Xiaomi SU7改良版 – 48日で受注8万台に到達した背景NEW
48日で8万台——。Xiaomi EVが3月19日に発売した新型SU7(改良版)の受注ペースは、中国EV市場でも突出した水準にある。同社が5月6日に発表したところによると、ロックイン受注(変更不可の確定注文)は8万件を超えた。直近4日間だけで約1万件を積み上げる勢いで、初期インセンティブの終了を控えた駆け込み需要が後押しした形だ。
4日で1万台、48日で8万台という加速
Xiaomi EVは5月2日時点でロックイン受注7万件を発表していた。今回の8万件はそこから4日間で約1万件積み上がった計算で、1日あたり約2,500件ペースとなる。新型SU7は3月19日に発売されており、48日で8万件という到達速度は同社にとっても異例の水準だ。
背景の一つは、3月の発売開始から続いていた初期インセンティブの終了だ。Standard・Pro向けには44,000元(約88万円)、Max向けには69,000元(約138万円)相当の特典が用意されていたが、5月5日24時で終了。代わって5月6日から31日までは、Standard・Pro向け42,000元、Max向け61,000元と若干縮小した内容で再設定されている。終了直前に受注が伸びたのは、こうした条件変動を読んだ買い手の動きとみていい。
旧SU7・Model 3との比較で見える特異性
Xiaomi SU7の前世代モデルは2024年3月の発売初日に88,898件のオーダーを獲得したと報じられている。新型は瞬間風速の派手さこそ前世代のような派手さはないが、48日間にわたって受注が積み上がり続ける「持続性」という点で異なる強さを示している。前世代は登場時のインパクトに依存していたのに対し、改良版は中盤以降も受注ペースが鈍っていない。
Tesla Model 3との対比はさらに興味深い。中国市場でのModel 3の月間販売台数は概ね月1万台前後で推移していると報じられており、改良版SU7が直近4日で1万件を積み上げた事実は、その瞬発力の差を浮き彫りにする。価格帯も意図的にModel 3の周囲に重ねられており、Standardの219,900元(約440万円)はModel 3 RWD(中国市場では概ね23万元台と報じられている)より明確に低い。Pro(249,900元)はRWDの代替候補、Max(303,900元)はLong Range帯と直接競合する設計だ。
| 項目 | SU7改良版 Standard | SU7改良版 Max | Tesla Model 3 RWD(中国) |
|---|---|---|---|
| 価格 | 219,900元 | 303,900元 | 約235,500元 |
| 位置づけ | エントリー | パフォーマンス | 主力グレード |
| 5月のインセンティブ | 最大42,000元 | 最大61,000元 | — |
製品力と価格戦略の二段構え
改良版SU7が初代以上の安定ペースで売れている理由は、製品力と価格戦略の組み合わせにある。Xiaomiはスマートフォンで培ったエコシステム連携をクルマに持ち込み、自社IoT機器との接続性で他社を引き離している。HyperOSによる車載体験の統合は、若年層を中心に強い指名買いを生んでいる。
価格設定も巧みだ。Standardの21.99万元はBYD Han EVやXpeng P7+の価格帯を直撃し、MaxはModel 3 Long RangeやNIO ET5を狙う。同一車体で価格レンジを20万元台から30万元台前半まで広げるグレード戦略は、日系メーカーが国内市場で長年使ってきた手法に近いが、EV専業メーカーがここまで明確に展開している例は少ない。

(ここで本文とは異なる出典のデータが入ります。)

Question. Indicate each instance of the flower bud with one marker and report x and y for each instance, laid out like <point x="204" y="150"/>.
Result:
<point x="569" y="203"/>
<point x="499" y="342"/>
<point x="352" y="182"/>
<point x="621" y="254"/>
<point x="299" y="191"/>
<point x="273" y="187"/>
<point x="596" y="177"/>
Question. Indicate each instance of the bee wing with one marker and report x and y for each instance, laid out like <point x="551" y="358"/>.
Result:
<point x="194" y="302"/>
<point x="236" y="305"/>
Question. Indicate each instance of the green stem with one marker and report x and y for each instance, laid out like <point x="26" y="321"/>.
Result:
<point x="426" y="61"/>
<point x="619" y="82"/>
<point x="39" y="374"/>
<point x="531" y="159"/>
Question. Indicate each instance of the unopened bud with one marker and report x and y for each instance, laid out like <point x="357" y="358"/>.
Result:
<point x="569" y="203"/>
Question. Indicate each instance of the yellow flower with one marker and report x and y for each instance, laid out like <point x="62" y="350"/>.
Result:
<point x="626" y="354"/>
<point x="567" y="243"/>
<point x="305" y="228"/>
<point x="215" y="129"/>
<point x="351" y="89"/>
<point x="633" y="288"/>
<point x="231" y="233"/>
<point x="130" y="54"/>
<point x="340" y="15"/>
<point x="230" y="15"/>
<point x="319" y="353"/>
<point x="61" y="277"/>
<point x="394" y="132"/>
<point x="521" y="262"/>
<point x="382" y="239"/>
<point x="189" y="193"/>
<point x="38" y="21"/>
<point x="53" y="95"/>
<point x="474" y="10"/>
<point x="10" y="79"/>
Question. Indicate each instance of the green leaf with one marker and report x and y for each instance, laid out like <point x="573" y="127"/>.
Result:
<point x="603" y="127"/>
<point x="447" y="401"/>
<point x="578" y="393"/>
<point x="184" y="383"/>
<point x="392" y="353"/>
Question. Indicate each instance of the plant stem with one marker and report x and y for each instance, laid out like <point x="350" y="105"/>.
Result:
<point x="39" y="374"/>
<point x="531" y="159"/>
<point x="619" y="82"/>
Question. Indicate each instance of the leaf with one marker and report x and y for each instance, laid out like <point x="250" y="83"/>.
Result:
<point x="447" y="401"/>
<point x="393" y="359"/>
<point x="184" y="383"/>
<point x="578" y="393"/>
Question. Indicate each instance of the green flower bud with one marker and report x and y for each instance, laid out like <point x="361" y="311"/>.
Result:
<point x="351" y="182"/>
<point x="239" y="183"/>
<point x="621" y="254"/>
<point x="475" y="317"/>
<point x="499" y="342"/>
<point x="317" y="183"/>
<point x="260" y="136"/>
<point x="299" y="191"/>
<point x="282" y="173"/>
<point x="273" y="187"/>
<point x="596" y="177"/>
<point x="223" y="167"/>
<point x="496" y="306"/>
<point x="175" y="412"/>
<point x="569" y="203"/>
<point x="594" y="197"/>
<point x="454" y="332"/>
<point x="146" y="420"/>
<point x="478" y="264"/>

納車待ちは現時点で11〜14週間に延伸している。これは従来の7〜10週間から大幅に伸びており、生産能力が需要に追いついていないことを示す。Xiaomi EVは5月6日からオプション構成の一部を整理して生産・配送効率を改善する方針を打ち出したが、受注残の解消には時間を要する見込みだ。
2026年の年間目標と次のカード
Xiaomi EVは2026年の年間販売目標として55万台を掲げる。4月の納車実績は3万台超で、3月の21,440台から一段上のステージに入った格好だ。現在のSU7改良版の受注ペースを維持できれば、年央以降は月間4〜5万台規模の納車も視野に入る。
新モデルの投入も控える。5月末には高性能SUV「YU7 GT」を正式発表予定で、SU7に続くボリュームモデルとして期待されている。さらに「崑崙(Kunlun)」のコードネームで開発中の大型SUVも、年後半の発売が見込まれる。SU7単体の受注勢いに加えて、ラインナップ拡大による販売の積み増しが2026年の販売構造を形作りそうだ。
日本市場への展開予定は現時点で公式には示されていない。ただ、20万元台でTesla Model 3を上回る装備と統合体験を提供できるEVが中国市場でこれだけ売れている事実は、同等価格帯のEVを供給する各社が無視できないデータになっている。